Gone With the Wind meets Clue...the Millbrook Community Theatre is currently showing a spoof murder-mystery dinner theatre presentation of James Daab's Frankly Scarlett, You're Dead.

Coming off a successful run on the Harriott II riverboat last Fall, director Pamela Trammell's production has a rotating cast of actors who interact with the audience, help serve dinner catered by Wagon Wheel II restaurant, and encourage our participation in the on-stage antics, even offering prizes to those who solve the murder by answering the questions: "Who Dun It?", "Where?", and "With What?"

Col. Simpson [Roger Humber] has invited "us" to a cotillion at his Sassafras Plantation to find eligible bachelors so he can marry off his daughters: Scarlett [April Sexton], the avowed beauty and true Southern belle, and Melody [Tracey Quates], a wily and impish coquette.

It is 1861 [despite several anachronistic bits of dialogue], as the Civil War encroaches, and most able-bodied young men have dutifully signed up to fight in the War; so the only ones left in town are the dim-witted Pinkney brothers -- Montgomery (called Mojo) [Sean Wallace] and Montague (called Buddy) [Ryan Dow] -- neither of whom is a suitable beau. -- Along comes dapper Brett Rutgers [Jody Dow], a self-described "businessman" whose reputation as a gambler precedes him, and who may or may not be the dreaded Yankee spy who is feared to be nearby.

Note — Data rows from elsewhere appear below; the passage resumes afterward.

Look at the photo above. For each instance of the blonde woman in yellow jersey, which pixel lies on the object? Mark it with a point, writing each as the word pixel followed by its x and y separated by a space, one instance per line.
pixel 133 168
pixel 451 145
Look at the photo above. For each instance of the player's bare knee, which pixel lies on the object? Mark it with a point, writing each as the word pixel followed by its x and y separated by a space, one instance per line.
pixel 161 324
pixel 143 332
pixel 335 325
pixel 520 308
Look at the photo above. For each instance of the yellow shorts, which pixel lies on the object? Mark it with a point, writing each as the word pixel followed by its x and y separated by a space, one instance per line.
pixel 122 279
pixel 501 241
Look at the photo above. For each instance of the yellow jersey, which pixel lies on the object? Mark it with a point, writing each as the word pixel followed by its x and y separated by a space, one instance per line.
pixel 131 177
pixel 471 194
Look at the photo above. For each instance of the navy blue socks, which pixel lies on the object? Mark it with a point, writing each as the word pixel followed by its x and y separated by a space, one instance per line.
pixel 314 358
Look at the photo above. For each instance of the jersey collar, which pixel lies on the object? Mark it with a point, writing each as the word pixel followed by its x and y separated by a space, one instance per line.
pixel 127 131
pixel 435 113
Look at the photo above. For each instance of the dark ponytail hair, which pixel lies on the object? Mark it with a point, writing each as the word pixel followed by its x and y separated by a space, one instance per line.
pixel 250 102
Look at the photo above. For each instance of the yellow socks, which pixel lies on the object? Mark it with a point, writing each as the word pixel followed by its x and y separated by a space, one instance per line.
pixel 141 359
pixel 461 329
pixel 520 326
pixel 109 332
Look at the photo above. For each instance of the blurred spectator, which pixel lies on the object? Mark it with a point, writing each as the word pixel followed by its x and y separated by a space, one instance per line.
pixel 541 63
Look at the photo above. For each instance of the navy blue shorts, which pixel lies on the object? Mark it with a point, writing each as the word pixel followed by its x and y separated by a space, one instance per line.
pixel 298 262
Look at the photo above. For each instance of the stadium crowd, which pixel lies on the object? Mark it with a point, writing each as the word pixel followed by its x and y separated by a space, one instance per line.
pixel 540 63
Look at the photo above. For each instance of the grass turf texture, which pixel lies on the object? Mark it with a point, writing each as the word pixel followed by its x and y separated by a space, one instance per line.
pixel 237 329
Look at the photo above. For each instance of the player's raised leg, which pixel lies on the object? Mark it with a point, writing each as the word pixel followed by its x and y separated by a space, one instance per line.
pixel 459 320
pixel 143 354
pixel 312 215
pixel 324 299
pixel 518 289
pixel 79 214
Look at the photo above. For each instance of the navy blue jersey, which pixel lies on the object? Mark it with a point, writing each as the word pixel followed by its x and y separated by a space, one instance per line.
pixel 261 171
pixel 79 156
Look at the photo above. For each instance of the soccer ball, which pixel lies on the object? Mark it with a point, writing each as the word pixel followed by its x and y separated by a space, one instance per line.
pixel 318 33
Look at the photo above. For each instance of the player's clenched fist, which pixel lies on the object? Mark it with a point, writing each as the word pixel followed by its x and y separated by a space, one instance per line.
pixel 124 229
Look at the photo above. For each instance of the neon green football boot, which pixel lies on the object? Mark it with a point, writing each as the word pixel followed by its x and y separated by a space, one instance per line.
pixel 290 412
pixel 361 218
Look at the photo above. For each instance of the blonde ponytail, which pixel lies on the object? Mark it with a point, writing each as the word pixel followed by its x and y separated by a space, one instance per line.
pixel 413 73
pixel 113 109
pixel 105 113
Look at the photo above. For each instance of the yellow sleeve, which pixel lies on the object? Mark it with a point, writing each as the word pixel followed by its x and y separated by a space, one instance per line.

The Pinkneys will do most anything to marry the girls and secure a dowry, and the Colonel doesn't appear too particular about potential husbands for his daughters; and while the girls vie for the affections of Brett, the mad-cap goings-on build to convoluted discoveries, sexual innuendo, red-herrings galore, and lots of circumstantial evidence -- as they say, "the plot thickens" in unabashed melodramatic manner.

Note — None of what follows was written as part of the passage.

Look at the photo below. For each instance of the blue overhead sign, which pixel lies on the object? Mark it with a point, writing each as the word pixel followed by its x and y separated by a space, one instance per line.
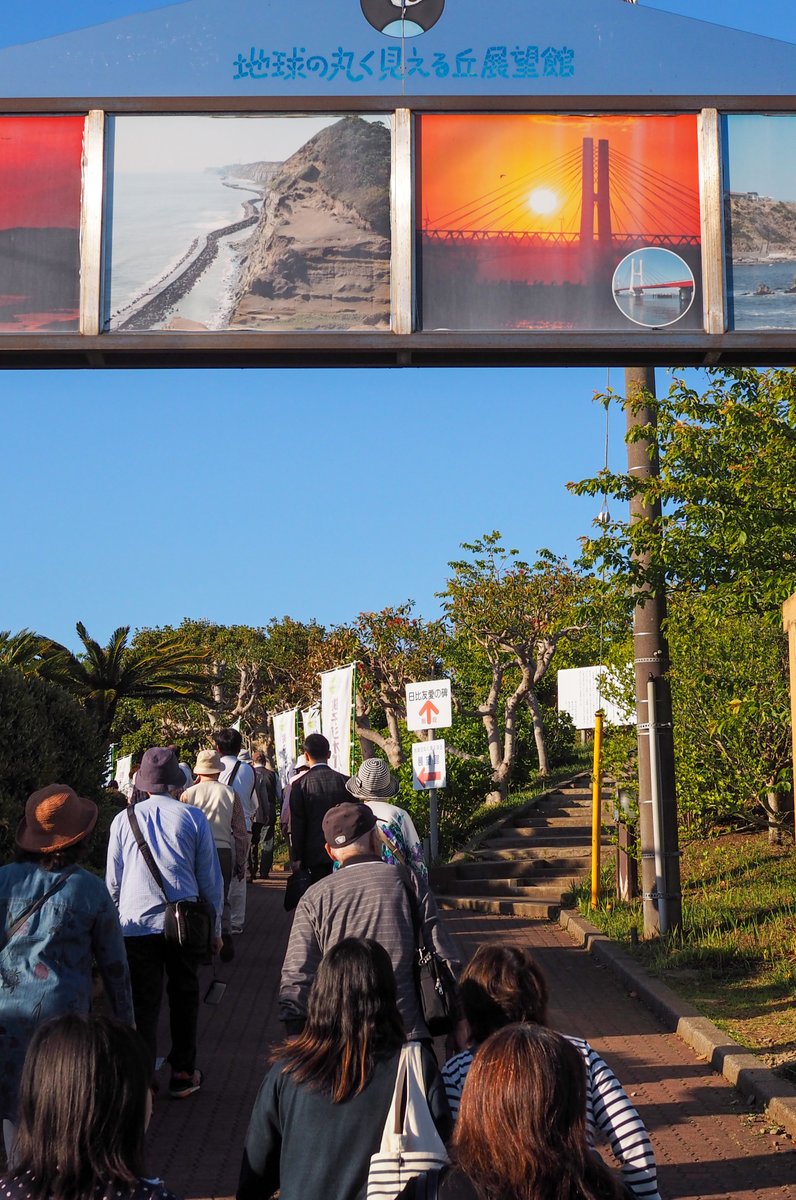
pixel 240 48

Audiences are tickled by the intentionally unsubtle references to Gone With the Wind and the tongue-in-cheek performances by the ensemble cast who occasionally ad lib their remarks directly to audience members.

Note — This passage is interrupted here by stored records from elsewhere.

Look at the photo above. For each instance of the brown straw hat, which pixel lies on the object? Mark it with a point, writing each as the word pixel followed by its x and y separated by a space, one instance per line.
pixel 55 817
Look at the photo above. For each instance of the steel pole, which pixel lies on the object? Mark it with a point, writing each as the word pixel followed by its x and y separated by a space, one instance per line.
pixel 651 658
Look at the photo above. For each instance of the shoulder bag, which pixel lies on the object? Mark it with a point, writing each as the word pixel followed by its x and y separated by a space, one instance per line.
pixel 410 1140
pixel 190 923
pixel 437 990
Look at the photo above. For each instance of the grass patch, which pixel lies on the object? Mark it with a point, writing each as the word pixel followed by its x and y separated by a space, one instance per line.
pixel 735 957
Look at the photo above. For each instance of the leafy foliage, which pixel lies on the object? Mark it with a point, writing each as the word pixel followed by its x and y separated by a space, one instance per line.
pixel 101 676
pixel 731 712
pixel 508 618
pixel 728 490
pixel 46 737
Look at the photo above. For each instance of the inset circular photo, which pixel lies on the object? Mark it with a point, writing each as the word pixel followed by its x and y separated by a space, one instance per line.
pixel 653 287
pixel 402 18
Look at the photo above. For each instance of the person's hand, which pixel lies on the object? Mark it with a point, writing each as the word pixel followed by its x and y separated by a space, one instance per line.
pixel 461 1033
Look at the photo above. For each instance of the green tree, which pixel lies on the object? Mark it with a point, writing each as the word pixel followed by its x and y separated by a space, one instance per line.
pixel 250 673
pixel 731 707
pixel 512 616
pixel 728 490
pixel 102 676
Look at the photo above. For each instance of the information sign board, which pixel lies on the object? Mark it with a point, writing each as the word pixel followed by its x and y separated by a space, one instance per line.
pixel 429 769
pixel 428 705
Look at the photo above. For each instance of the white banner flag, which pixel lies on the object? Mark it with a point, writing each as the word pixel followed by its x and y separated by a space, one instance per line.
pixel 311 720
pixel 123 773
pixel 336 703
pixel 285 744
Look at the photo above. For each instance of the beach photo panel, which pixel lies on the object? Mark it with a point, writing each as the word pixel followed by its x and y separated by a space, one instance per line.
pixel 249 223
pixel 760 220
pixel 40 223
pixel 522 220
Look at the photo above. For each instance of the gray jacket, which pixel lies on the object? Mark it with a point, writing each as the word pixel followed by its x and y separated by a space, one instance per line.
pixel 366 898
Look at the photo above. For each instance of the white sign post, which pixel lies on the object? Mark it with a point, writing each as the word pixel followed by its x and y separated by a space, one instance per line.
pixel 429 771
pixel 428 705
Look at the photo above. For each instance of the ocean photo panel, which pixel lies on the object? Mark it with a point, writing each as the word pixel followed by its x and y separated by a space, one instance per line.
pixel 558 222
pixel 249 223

The entire play -- with strategic breaks for a three-course dinner -- takes only 90 minutes, but needs a faster pace and commitment to broader characterizations in order to make the most of the play's comic possibilities. But, on a cold winter's weekend, Frankly Scarlett, You're Dead warms us up with laughter and good-humored fun.

Thursday, January 16, 2014

ASF Interns: "Goodnight Moon: the Musical"

This season's Alabama Shakespeare Festival Intern Company are captivating audiences both young and old in their rendering of Goodnight Moon: the Musical directed by Nancy Rominger.

That Margaret Wise Brown's popular 1947 story -- all 130 words of it -- could be transformed into a two-act seventy-five minute musical by Chad Henry is remarkable, and while the text struggles to develop a plot out of Brown's simple evocation of childhood bedtime rituals, ASF's Octagon Theatre captures the charm of the book and Clement Hurd's illustrations in such vivid detail that one child exclaimed on entering the theatre: "It's so realistic!"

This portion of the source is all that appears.